Joshua triggered the rematch clause after the fight, but hopes of scheduling the follow-up event had been in doubt after Usyk, who is from Ukraine, remained in his native country following Russia’s invasion in February. However, his promoter, Alexander Krassyuk, announced in March he had left the country in order to prepare for the rematch.
Speaking about the conflict on Wednesday for the first time since he left Ukraine, Usyk said he plans to return to the country immediately after the fight in August.
“My family is not in Ukraine but a lot of people I know, a lot of my close friends, are inside of the country. I’m in touch with them every day. I am asking them, it’s very interesting for me how they’re feeling. Are they in a safe place?” he said.
“I don’t want to leave the country [forever.] I really don’t want to leave the country. I want to live there, and right after the fight I’m preparing, I’m going to go back to Ukraine.”

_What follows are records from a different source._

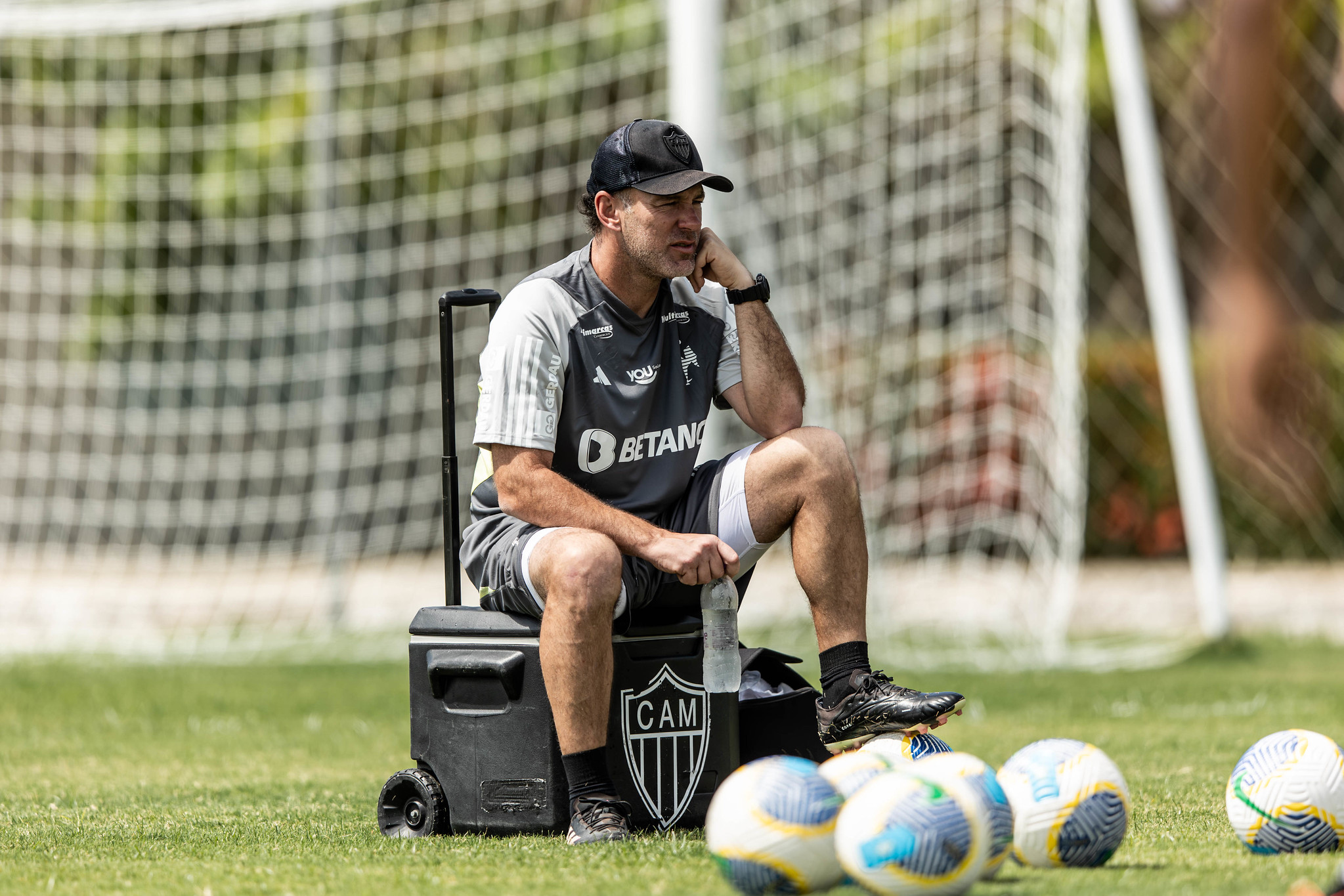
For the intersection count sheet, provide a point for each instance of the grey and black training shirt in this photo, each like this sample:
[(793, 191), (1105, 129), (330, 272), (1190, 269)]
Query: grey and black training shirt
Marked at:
[(620, 399)]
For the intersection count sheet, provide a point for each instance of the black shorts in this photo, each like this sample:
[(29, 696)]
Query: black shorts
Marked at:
[(496, 550)]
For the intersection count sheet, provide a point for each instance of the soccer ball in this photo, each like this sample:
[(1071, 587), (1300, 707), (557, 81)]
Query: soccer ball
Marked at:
[(770, 828), (905, 833), (1287, 794), (905, 747), (850, 771), (993, 801), (1069, 801)]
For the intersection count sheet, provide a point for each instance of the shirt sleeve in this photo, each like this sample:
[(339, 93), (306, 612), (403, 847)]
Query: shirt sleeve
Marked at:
[(730, 355), (522, 372)]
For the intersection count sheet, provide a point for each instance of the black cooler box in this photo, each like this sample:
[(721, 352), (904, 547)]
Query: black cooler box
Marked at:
[(481, 723)]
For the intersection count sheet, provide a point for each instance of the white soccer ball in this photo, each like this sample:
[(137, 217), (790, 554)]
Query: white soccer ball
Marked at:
[(905, 833), (1287, 794), (993, 801), (1070, 803), (900, 747), (770, 828), (850, 771)]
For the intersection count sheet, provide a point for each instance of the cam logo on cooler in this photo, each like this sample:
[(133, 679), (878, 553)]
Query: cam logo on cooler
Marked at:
[(666, 729)]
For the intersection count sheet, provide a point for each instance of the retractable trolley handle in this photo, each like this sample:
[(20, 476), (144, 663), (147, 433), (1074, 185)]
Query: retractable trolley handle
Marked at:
[(452, 534)]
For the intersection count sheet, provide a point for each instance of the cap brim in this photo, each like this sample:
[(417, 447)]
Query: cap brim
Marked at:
[(679, 181)]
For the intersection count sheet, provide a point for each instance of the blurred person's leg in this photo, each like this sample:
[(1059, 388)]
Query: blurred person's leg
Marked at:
[(1263, 389)]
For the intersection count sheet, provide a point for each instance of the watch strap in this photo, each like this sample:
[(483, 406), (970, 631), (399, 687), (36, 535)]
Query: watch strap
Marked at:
[(758, 292)]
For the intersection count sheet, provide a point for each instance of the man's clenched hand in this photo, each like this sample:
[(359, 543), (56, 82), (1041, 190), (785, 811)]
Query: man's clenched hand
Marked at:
[(695, 559), (716, 261)]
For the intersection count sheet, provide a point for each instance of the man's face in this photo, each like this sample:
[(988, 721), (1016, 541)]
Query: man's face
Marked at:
[(662, 233)]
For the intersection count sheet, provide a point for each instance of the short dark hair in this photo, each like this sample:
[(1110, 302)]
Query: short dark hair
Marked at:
[(588, 207)]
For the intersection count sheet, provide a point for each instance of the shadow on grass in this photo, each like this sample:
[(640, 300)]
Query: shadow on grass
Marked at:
[(1233, 649)]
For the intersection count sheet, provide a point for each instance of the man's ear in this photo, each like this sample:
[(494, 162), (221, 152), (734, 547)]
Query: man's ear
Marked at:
[(607, 207)]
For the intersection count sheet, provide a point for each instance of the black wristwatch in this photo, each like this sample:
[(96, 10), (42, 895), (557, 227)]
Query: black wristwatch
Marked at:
[(758, 293)]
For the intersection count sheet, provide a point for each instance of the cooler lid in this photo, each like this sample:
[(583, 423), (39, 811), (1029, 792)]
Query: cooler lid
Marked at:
[(473, 622)]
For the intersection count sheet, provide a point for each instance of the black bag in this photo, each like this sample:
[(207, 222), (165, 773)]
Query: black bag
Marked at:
[(784, 725)]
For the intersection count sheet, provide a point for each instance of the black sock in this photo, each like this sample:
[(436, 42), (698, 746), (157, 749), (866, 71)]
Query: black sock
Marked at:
[(588, 774), (836, 666)]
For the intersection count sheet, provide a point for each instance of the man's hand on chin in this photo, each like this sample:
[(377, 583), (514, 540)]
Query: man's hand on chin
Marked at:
[(695, 559), (716, 261)]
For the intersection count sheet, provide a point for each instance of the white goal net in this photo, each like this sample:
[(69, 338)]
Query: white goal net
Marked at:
[(223, 227)]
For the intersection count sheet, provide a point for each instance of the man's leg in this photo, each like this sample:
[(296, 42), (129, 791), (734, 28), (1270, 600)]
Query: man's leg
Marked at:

Usyk said he would not fight in the Ukrainian military when he returns home in August, adding it would not impact a potential heavyweight unification bout with WBC champion Tyson Fury, which he said he would be interested in should he keep hold of his three world title belts.
He did not need permission to leave Ukraine in March because of an exception in the law for parents of three or more children under the age of 18.
In the first weeks of the conflict, Usyk spent time with a territorial defence battalion in Kyiv and said a visit to a hospital helping wounded Ukrainian soldiers convinced him to return to boxing.
“I really didn’t want to leave our country, I didn’t… want to leave our city,” he said. “At one point I went to the hospital where soldiers were wounded and getting rehabilitation from the war and they were telling me, asking me to go, to fight [in boxing], to fight for the country, fight for your pride and if you’re going to go there, you’re even going to help more for our country instead of it being here and fighting inside of our country.”
Usyk will become the latest Ukrainian athlete to compete in an international sporting event since the February invasion.
When asked about training for the fight amid such mental stress, he said: “Sometimes I just force myself to bring a smile. Sometimes I just force myself to sing or to do some kind of movement. I don’t even know how to explain it.”